United States Ambassador to Slovenia
- Chargé d’Affaires
- In office January 20, 2021 – February 17, 2022
- President: Joe Biden
- Preceded by: Lynda Blanchard
- Succeeded by: Jamie L. Harpootlian

Personal details
- Alma mater: University of Iowa (BS); George Washington University (MS);

= Susan K. Falatko =

American diplomat

Susan K. Falatko is an American diplomat who had served Chargé d'affaires to Bulgaria from February 18 to May 16, 2025. She had served as U.S. Chargé d’Affaires ad interim to Slovenia between January 20, 2021 – February 17, 2022.

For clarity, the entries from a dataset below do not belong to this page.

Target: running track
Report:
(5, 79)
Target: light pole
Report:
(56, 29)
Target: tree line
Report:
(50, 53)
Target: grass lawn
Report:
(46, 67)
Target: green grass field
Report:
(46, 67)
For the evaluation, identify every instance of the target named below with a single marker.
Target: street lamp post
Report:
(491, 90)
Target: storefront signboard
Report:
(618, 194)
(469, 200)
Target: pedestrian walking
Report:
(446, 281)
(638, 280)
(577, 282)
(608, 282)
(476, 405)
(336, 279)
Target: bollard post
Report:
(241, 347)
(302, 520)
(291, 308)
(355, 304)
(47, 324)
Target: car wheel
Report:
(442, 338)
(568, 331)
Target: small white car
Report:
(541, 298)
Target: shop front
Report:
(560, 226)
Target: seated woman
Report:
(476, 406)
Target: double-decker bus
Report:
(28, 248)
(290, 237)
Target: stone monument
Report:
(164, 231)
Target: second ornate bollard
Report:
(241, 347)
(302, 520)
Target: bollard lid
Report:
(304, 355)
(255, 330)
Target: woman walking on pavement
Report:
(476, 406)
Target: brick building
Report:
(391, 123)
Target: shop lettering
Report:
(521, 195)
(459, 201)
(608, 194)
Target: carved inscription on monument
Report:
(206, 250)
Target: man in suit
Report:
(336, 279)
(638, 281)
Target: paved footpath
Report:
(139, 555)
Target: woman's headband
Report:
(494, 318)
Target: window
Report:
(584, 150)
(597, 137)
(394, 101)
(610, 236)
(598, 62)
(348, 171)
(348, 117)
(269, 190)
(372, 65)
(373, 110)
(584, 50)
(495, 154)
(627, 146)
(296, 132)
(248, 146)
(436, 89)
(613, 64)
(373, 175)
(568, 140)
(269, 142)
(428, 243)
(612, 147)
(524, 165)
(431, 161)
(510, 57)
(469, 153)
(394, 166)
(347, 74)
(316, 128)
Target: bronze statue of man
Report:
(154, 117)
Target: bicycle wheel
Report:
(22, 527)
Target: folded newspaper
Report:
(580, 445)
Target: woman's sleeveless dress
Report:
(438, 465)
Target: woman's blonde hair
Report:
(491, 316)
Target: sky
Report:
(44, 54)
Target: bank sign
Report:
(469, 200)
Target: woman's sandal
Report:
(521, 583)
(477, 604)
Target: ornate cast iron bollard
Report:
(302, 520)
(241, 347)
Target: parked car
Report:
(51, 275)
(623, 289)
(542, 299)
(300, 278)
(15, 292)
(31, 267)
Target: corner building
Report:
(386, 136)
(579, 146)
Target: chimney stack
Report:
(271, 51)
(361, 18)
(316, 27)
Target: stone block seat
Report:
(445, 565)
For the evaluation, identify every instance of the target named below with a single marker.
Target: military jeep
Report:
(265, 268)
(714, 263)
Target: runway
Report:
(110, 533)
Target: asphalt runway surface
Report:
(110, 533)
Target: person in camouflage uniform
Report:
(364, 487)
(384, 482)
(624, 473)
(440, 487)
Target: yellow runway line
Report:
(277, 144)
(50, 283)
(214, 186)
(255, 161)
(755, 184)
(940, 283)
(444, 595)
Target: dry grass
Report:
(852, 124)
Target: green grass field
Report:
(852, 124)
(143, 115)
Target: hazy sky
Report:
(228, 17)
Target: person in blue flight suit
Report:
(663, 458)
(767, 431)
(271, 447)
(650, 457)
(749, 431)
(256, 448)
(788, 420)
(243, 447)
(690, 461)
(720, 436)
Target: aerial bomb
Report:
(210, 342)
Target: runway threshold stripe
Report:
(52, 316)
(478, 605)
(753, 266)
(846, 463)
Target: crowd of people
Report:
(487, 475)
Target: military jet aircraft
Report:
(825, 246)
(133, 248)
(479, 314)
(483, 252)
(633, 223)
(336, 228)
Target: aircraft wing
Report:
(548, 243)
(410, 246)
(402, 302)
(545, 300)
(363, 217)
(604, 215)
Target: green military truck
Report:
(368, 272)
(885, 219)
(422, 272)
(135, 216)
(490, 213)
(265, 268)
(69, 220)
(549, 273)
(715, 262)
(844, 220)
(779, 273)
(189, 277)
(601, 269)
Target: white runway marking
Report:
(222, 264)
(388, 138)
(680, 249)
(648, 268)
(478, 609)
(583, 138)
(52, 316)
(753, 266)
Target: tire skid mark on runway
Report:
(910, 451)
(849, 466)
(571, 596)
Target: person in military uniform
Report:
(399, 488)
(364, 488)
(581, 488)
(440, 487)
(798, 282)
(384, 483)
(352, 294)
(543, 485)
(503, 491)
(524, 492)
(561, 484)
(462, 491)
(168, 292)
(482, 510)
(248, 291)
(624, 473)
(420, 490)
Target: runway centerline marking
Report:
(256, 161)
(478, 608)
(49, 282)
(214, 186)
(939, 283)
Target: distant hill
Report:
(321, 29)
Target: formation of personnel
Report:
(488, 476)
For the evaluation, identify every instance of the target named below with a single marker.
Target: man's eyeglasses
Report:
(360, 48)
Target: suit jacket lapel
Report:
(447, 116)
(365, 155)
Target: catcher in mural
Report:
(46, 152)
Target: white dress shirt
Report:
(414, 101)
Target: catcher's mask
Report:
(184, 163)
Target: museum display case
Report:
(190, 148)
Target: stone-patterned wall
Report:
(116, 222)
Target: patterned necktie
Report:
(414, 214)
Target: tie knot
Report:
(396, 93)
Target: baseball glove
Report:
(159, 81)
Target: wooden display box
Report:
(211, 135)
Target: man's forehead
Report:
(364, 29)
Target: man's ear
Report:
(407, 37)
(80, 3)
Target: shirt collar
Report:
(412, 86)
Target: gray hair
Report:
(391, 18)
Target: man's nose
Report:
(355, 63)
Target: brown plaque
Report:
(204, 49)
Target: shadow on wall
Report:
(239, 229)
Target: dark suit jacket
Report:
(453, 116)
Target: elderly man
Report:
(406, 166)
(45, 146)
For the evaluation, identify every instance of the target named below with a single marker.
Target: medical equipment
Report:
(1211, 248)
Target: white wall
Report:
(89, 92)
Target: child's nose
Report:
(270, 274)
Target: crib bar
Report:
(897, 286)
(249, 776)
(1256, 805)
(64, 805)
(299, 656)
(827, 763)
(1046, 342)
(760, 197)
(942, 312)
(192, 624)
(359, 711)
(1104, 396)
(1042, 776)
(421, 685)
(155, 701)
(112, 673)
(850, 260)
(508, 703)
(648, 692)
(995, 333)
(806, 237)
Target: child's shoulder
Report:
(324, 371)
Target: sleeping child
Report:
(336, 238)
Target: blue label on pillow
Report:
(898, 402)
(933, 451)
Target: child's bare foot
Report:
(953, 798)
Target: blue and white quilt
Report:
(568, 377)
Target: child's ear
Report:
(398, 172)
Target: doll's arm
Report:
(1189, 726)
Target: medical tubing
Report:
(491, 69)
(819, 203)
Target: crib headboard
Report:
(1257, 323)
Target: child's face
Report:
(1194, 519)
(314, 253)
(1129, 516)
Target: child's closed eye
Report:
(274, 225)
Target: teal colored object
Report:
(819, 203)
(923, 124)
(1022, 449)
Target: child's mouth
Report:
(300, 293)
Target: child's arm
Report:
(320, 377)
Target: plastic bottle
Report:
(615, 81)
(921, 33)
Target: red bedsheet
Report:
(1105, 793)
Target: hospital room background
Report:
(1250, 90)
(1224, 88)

== Early life and education ==
Falatko graduated from the University of Iowa in 1990 with a Bachelor of Science in psychology, and in 1997, a Master of Science in international relations from George Washington University. She is fluent in English, French and Spanish.

== Career ==
Falatko has a lengthy career serving in numerous positions in the Department of State. Originally, she served as an economic advisor in Bamako between 1999 and 2001, Havana between 2001 and 2003, and Sarajevo between 2006 and 2009. Falatko later served as Deputy head of mission at the United States Embassy in Mauritius and Seychelles between 2013 and 2016, and then served another role in 2017 at the Western Balkans.

On January 20, 2021, Falatko became the U.S. Chargé d’Affaires ad interim to Slovenia after the inauguration of Joe Biden, succeeding Lynda Blanchard. She remained in this position until February 17, 2022, after Jamie L. Harpootlian presented her credentials.

Prior to joining the United States Department of State, she taught English in Tokyo, Bangkok, Prague, and Washington.